Дорога без привалов | страница 51
Кто-то легонько потянул его за рукав — Федор проворно оглянулся. Перед ним, заглядывая в печь, стоял Виктор Титыч Башмаков, партгрупорг и сменный мастер электропечей. «Бессменный сменный», — ласково зовут его в цехе. Тут, у электропечей, он провел уже четверть века, выпестовав десятки сталеплавильщиков. Иные так и кличут Башмакова: «дядя Витя» — совсем по-родственному.
Оглядев нутро печи, сменный поднял к Федору худощавое свое лицо, сказал:
— Плотно садишь, хорошо, — и чуть потянул в сторону от ходко надвигающейся на печь мульды с шихтой. — После смены митинг решили созвать, съезд закончился, потолковать требуется.
Федор ничего не ответил, только глубоко вздохнул горьковато-сладкий воздух, на мгновение замер так, с расправленной грудью, повернулся к машинисту и махнул рукой: «Вали прямо!» Потом неожиданно подмигнул Виктору Титычу, снял рукавицы и полез в карман суконных штанов.
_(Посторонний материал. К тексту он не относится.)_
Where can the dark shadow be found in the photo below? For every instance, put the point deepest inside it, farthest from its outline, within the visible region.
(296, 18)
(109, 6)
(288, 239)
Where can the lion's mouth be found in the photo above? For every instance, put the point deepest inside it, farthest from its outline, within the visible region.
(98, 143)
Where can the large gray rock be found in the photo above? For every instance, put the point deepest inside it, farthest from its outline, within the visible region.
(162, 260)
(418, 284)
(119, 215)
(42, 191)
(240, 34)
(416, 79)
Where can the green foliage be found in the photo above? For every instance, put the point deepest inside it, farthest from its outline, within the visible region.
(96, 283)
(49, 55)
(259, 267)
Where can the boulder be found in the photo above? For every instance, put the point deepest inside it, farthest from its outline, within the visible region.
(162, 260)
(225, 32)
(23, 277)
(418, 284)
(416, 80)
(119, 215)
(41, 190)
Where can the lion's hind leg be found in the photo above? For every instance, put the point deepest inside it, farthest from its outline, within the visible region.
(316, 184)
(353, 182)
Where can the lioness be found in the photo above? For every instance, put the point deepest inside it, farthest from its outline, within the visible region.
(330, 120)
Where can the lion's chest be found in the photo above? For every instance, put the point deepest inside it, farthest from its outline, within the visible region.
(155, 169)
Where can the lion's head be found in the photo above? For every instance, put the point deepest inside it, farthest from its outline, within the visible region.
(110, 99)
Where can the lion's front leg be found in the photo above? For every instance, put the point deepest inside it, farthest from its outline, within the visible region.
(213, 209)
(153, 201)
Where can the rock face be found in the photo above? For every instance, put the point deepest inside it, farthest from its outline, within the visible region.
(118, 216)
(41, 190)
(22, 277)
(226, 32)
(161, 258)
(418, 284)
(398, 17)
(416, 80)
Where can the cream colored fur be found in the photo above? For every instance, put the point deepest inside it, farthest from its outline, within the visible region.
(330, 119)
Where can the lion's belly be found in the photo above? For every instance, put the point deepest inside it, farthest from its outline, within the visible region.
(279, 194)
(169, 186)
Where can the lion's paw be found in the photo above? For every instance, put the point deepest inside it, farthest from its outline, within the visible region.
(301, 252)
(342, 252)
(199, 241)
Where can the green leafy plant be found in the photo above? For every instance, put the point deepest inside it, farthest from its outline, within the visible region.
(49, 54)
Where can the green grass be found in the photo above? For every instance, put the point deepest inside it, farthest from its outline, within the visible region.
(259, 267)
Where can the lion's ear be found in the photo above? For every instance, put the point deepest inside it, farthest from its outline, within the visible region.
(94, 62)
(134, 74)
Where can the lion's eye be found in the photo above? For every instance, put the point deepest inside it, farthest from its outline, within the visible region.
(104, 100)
— Вот! — развернул он перед ним изрядного размера лист «синьки». — Все угодья в полной красе.
Виктор Титыч глянул на лист, и рука сразу потянулась к нему. То была карта рыболовецких угодий на севере Челябинской области, куда они деловито-веселой ватажкой рыбаков, наняв автобус, частенько наведывались. Но дотянуться до карты он не успел: Федор ловко сложил лист, вновь упрятал его в карман и, бросив смачное: «Порядок!», пошел к пульту.
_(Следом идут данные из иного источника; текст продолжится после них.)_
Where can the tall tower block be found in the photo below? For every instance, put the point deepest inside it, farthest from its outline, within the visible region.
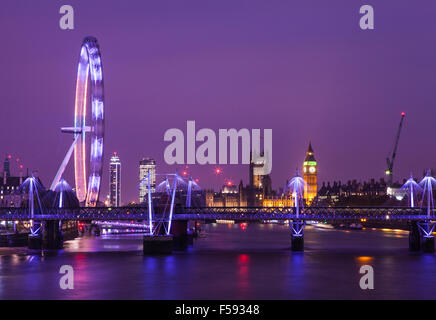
(310, 172)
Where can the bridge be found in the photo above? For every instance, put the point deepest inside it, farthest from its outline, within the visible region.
(167, 223)
(420, 220)
(331, 214)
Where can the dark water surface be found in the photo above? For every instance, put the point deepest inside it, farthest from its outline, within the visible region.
(231, 262)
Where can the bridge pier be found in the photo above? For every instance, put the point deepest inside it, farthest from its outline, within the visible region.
(159, 244)
(414, 237)
(52, 235)
(421, 237)
(297, 235)
(181, 238)
(35, 241)
(427, 237)
(48, 237)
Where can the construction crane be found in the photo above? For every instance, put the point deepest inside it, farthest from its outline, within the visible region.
(390, 161)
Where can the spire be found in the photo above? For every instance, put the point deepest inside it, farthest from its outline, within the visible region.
(310, 147)
(309, 153)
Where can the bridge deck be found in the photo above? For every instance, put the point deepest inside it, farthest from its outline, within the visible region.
(233, 213)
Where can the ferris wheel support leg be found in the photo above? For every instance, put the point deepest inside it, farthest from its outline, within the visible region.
(297, 235)
(64, 164)
(427, 240)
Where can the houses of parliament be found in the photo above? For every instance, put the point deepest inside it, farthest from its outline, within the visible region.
(259, 192)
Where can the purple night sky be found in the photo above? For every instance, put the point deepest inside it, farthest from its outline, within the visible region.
(302, 68)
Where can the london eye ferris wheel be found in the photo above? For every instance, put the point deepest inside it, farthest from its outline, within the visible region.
(88, 130)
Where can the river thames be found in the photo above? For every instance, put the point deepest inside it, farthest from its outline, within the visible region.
(232, 261)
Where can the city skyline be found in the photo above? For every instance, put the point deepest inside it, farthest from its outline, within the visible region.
(328, 83)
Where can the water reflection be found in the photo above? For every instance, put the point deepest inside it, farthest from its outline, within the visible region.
(229, 263)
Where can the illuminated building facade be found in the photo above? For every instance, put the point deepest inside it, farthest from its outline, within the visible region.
(310, 172)
(115, 181)
(146, 165)
(283, 201)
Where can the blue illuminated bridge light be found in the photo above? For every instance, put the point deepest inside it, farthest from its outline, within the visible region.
(385, 214)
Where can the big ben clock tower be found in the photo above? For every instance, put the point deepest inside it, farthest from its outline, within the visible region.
(310, 172)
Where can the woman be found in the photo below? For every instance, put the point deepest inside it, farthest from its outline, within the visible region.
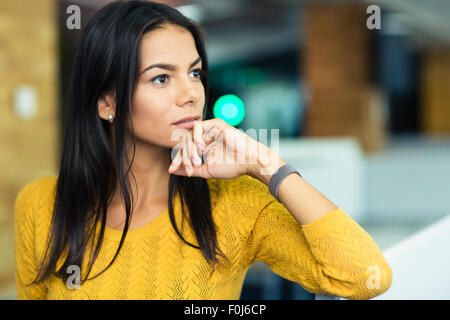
(181, 228)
Башмакова провести нелегко, и он, конечно, сразу сообразил, что «Порядок!» относился вовсе не к карте да и, пожалуй, не к митингу. Это вырвалось у Федора от полноты чувства более широкого, большого. Митинг, если не затянутый, — дело, конечно, славное, да только не в митинге суть, а в том, что за ним кроется. А за этим митингом — большие дела. И дерзания. И мечты. Это ж надо понять — какие чувства зажег в людях только что закончившийся партийный съезд. Вон как горячо и напористо работали сталеплавильщики — да разве они одни! Вся смена удостоена звания «имени XXII съезда». И бригаде Федора Петухова — Виктор Титыч сам сегодня видел на столе секретаря цехового партбюро диплом в большой красивой папке — присвоено такое же почетное звание. Как же тут не сообразить, отчего у Федора сорвалось это простецкое, душевное и радостное словечко!
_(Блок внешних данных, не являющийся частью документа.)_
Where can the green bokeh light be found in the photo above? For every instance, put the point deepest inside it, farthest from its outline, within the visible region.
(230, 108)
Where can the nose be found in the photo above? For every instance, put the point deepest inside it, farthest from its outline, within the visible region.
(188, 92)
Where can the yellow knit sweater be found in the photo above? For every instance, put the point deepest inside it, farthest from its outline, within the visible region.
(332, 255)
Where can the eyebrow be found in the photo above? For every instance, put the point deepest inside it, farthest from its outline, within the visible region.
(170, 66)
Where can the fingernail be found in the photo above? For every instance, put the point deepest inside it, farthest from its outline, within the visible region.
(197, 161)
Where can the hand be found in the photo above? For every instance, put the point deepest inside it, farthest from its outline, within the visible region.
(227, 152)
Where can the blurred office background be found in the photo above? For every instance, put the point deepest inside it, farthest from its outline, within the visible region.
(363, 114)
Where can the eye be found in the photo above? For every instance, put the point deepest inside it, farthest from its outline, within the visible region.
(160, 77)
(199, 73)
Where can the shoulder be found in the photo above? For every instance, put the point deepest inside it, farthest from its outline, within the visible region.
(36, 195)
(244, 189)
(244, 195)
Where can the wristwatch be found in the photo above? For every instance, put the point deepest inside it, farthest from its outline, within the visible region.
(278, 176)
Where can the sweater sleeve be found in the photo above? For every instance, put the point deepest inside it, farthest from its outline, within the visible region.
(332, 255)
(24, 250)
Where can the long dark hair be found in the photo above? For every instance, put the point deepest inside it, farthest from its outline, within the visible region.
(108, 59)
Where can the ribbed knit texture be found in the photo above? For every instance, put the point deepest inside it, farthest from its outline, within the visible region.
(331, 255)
Виктор Титыч посмотрел вслед бригадиру, повертел в пальцах потухшую папиросу и, так и не раскурив ее, опять упрятал в кулак. Он вдруг ощутил в себе то подсознательно-властное настроение подъема, какое иногда накатывается на человека по утрам, когда человек знает, что его ждут какие-то большие радости. Почувствовав, что губы могут расплыться в непроизвольной улыбке, Виктор Титыч поджал их и даже чуть нахмурился. Однако Федор Петухов в это время, почти зажатый между печью и завалочным краном, так ловко, по-мальчишески вертко, несмотря на свои тридцать восемь лет, вывернулся из-под мульды, что губы мастера не удержались и расплылись в улыбке. Башмаков все-таки погрозил сталевару пальцем, но тот сделал вид, что ничего не заметил.